Corporate Inversions – Do you think this is going to become an issue?

Corporate inversions are not a new issue, but it has had its run-ups over the years, as illustrated by Google’s Ngram Viewer:

What is a corporate inversion? From Investopedia, an inversion is simply,

Re-incorporating a company overseas in order to reduce the tax burden on income earned abroad. Corporate inversion as a strategy is used by companies that receive a significant portion of their income from foreign sources, since that income is taxed both abroad and in the country of incorporation. Companies undertaking this strategy are likely to select a country that has lower tax rates and less stringent corporate governance requirements.

But based on the anecdotal evidence alone, this issue is going to heat up. The Wall Street Journal has hosted an excellent short take on how these inversion deals work:

Many observers intuitively consider this simply an unpatriotic exploitation of a broken tax code and one of its remarkable loopholes. One legal counsel’s comment pretty much says it all, “it’s just too good of an opportunity to waste.” Others consider the expatriation of tax revenue the result of disproportionate burden on businesses and corporations. Either way, there is a race to mergers as business leaders and legal strategists believe this run is coming to an end. The Wall Street Journal has recently published a flurry of articles and posts on this subject with one conspicuous standout, the pharmaceutical industry:

The race by companies to sidestep U.S. taxes reached a fever pitch as two drug firms unveiled foreign mergers that will help them slash their tax rates…[there is a]  growing craze for so-called inversions, in which a U.S. company buys a foreign target and adopts its lower tax rate or establishes a holding company in a country with a low tax rate.

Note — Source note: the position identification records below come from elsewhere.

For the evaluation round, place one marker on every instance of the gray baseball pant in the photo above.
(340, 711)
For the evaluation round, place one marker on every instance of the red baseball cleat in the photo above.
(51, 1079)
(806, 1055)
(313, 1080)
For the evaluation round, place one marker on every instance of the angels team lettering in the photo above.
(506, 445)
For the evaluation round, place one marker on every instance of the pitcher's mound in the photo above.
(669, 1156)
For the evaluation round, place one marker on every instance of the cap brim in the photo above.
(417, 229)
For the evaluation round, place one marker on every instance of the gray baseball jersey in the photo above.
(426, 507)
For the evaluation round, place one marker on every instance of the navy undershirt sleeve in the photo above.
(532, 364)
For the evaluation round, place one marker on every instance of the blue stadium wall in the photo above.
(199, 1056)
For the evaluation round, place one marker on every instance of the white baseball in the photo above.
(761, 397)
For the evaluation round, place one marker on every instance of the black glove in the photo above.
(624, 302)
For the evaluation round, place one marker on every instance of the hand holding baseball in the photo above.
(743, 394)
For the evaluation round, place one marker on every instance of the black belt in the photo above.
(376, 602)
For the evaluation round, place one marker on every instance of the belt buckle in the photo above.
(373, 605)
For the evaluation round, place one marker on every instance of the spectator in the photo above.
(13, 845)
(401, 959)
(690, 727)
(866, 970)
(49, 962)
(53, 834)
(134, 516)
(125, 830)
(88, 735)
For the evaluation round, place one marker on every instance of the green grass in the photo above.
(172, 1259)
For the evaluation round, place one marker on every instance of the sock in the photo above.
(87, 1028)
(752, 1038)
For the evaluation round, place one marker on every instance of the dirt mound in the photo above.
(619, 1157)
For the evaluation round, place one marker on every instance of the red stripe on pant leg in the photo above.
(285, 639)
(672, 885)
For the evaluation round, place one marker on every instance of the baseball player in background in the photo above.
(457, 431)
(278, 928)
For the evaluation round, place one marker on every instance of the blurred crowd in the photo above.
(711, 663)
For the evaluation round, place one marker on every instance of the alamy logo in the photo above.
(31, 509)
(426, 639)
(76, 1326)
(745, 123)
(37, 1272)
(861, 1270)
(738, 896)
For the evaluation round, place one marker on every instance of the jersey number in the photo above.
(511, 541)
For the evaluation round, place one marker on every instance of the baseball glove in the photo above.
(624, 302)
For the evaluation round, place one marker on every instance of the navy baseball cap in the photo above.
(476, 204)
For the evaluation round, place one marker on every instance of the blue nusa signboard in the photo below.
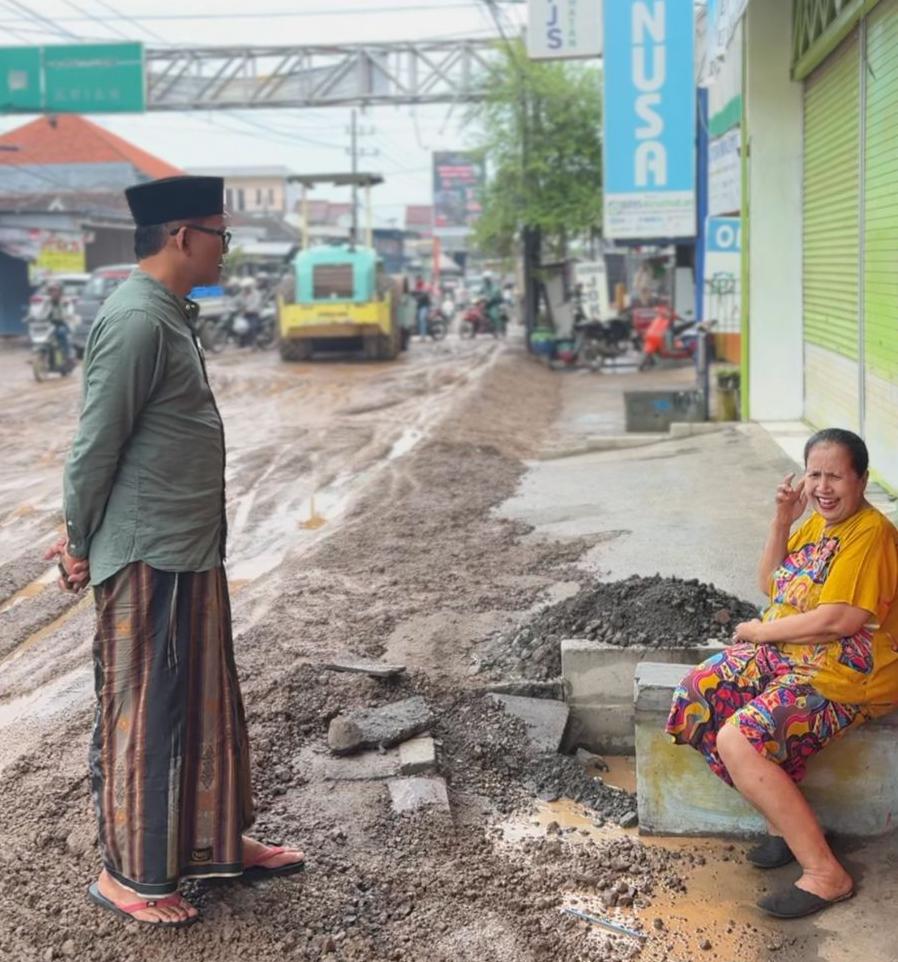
(649, 143)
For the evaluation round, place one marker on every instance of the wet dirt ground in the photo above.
(361, 499)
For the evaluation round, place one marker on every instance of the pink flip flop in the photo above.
(255, 869)
(127, 911)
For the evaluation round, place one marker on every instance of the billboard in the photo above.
(458, 178)
(561, 29)
(649, 137)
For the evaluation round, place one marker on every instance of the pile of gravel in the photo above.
(652, 612)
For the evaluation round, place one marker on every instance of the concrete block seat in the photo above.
(852, 784)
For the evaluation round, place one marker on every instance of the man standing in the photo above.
(146, 528)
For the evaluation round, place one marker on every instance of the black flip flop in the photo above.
(94, 894)
(772, 852)
(796, 903)
(257, 871)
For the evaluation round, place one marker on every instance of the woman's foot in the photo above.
(279, 859)
(771, 852)
(175, 910)
(833, 884)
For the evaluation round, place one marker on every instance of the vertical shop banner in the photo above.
(725, 173)
(649, 104)
(458, 178)
(564, 29)
(723, 268)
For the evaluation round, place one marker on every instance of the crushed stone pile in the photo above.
(654, 612)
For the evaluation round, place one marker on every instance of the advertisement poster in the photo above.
(723, 270)
(725, 173)
(649, 142)
(458, 178)
(564, 29)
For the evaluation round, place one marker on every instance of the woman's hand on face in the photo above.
(790, 502)
(747, 631)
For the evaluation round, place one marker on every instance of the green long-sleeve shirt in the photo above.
(145, 477)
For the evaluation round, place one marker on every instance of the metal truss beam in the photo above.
(229, 78)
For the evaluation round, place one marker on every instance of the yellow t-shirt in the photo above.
(854, 562)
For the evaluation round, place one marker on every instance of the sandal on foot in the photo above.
(772, 852)
(127, 911)
(796, 903)
(255, 869)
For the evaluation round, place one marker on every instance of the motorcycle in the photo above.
(476, 320)
(47, 354)
(670, 337)
(437, 324)
(596, 341)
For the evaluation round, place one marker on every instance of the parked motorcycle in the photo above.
(47, 354)
(476, 320)
(437, 324)
(671, 337)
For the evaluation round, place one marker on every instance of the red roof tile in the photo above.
(72, 139)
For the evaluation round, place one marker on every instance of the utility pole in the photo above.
(354, 150)
(355, 153)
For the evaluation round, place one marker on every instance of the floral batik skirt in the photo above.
(767, 693)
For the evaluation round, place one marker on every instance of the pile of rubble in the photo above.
(651, 612)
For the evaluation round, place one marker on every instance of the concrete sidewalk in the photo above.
(698, 507)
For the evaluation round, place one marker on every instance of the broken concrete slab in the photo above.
(363, 666)
(417, 755)
(363, 767)
(545, 718)
(379, 727)
(528, 689)
(410, 794)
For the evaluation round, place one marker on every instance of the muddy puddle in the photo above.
(713, 919)
(30, 591)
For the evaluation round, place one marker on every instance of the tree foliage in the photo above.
(540, 132)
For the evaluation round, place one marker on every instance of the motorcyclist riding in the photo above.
(250, 301)
(55, 313)
(492, 295)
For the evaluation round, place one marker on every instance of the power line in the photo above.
(152, 34)
(276, 14)
(34, 17)
(95, 19)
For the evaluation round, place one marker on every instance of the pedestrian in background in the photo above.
(146, 528)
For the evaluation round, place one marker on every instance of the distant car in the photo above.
(72, 286)
(102, 283)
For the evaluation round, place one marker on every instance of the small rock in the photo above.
(343, 735)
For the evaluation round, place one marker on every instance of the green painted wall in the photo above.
(881, 201)
(832, 203)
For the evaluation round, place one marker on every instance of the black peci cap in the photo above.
(175, 198)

The deals, mostly in the pharmaceutical industry but also cropping up in retail, consumer and manufacturing, have come fast and furious amid two trends: rebounding appetite for large, transformative mergers and acquisitions; and fear that the opportunity to use the cross-border tax strategy soon could disappear.

Pharmaceutical Industry Inversion (WSJ)

Regardless of the cause, the reality is that the U.S. government stands to lose significantly from this export of tax revenue. From an another WSJ article:

How much revenue does the U.S. Treasury stand to lose from corporate tax inversions? It is difficult to say precisely, but one estimate puts the figure at close to $20 billion.

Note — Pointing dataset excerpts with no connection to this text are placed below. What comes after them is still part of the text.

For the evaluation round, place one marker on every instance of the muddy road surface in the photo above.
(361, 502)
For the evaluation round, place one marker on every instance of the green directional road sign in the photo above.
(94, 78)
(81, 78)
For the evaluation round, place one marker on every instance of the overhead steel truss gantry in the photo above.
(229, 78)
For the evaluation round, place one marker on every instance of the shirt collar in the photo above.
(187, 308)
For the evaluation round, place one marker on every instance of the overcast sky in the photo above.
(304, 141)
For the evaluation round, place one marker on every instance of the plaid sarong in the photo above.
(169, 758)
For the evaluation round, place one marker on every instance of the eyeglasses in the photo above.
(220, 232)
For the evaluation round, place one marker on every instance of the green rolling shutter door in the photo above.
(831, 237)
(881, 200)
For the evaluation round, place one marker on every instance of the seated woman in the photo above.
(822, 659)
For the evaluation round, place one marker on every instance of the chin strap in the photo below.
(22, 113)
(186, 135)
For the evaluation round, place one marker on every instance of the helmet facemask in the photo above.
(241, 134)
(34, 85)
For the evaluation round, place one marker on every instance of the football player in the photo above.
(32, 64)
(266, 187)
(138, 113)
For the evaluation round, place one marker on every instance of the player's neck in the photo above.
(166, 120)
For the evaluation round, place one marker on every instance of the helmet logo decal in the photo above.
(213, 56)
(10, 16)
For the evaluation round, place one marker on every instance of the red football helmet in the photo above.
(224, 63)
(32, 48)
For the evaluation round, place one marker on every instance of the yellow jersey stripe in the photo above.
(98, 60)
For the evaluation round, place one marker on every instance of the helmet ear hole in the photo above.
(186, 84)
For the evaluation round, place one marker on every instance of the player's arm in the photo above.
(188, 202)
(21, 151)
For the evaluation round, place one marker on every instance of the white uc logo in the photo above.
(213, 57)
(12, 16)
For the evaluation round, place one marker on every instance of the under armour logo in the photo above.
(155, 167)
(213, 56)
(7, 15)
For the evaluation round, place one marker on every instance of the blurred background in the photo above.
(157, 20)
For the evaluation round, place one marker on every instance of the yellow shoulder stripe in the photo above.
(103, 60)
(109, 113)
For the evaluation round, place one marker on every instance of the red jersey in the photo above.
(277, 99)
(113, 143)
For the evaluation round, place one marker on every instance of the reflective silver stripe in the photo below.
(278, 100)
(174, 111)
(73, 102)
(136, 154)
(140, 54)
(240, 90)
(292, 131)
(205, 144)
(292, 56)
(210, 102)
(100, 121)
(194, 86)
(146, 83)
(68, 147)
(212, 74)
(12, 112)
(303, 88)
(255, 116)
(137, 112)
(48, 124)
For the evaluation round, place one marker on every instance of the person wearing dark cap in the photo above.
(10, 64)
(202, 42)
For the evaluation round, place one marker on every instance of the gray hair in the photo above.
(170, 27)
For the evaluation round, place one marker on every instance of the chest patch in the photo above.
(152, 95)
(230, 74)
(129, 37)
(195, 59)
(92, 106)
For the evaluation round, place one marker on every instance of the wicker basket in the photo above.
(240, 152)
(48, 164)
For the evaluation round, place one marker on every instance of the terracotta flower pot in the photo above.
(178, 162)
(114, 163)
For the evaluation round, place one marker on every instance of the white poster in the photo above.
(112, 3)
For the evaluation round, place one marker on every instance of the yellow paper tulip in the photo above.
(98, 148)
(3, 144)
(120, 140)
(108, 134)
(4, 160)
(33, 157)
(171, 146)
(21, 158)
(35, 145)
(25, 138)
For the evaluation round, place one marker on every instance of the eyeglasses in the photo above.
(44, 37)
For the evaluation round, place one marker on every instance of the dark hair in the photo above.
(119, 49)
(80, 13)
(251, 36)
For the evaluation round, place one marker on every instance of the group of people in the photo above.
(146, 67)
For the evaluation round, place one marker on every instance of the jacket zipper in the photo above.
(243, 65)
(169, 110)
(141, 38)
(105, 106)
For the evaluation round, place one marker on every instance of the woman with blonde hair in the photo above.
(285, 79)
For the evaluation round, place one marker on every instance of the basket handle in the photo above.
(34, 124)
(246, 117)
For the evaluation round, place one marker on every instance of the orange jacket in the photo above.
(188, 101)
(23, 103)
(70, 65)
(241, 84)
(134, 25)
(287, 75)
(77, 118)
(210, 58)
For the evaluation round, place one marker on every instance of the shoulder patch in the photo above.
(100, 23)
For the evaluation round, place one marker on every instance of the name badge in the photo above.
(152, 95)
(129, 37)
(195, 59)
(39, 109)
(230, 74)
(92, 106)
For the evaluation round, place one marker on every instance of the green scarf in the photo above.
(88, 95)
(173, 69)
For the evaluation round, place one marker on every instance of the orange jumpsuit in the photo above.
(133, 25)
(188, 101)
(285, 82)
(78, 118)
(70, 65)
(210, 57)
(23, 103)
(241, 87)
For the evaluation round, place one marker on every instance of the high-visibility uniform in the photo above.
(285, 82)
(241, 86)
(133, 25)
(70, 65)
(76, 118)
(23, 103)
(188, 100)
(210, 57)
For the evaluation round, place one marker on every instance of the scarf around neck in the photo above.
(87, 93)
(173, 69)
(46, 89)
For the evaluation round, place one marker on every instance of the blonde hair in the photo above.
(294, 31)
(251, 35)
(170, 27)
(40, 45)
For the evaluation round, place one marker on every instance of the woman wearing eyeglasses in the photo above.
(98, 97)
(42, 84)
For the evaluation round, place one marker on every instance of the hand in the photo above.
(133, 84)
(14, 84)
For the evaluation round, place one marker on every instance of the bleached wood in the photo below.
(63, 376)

A nonpartisan congressional research panel said the U.S. would receive an additional $19.46 billion over a decade if most new tax inversions were essentially halted with proposed changes to the tax code. The estimate, by researchers at the Joint Commission on Taxation, is based on estimates from previous inversions, in which U.S. companies make overseas acquisitions to gain tax advantages, and doesn’t take into account deals being made now…calculating how much the U.S. Treasury would lose is nearly impossible because of a dearth of reliable tax data from companies’ public filings and the variables in how companies can structure their businesses, tax experts say.

However this is resolved, I think we can all agree that when a corporate trend that generates the above results is being referred to as, “all the rage,” or, “too good an opportunity to waste,” one wonders how, as yet another Wall Street Journal article reports, Congress Is Split on Taxing of Corporate Inversions.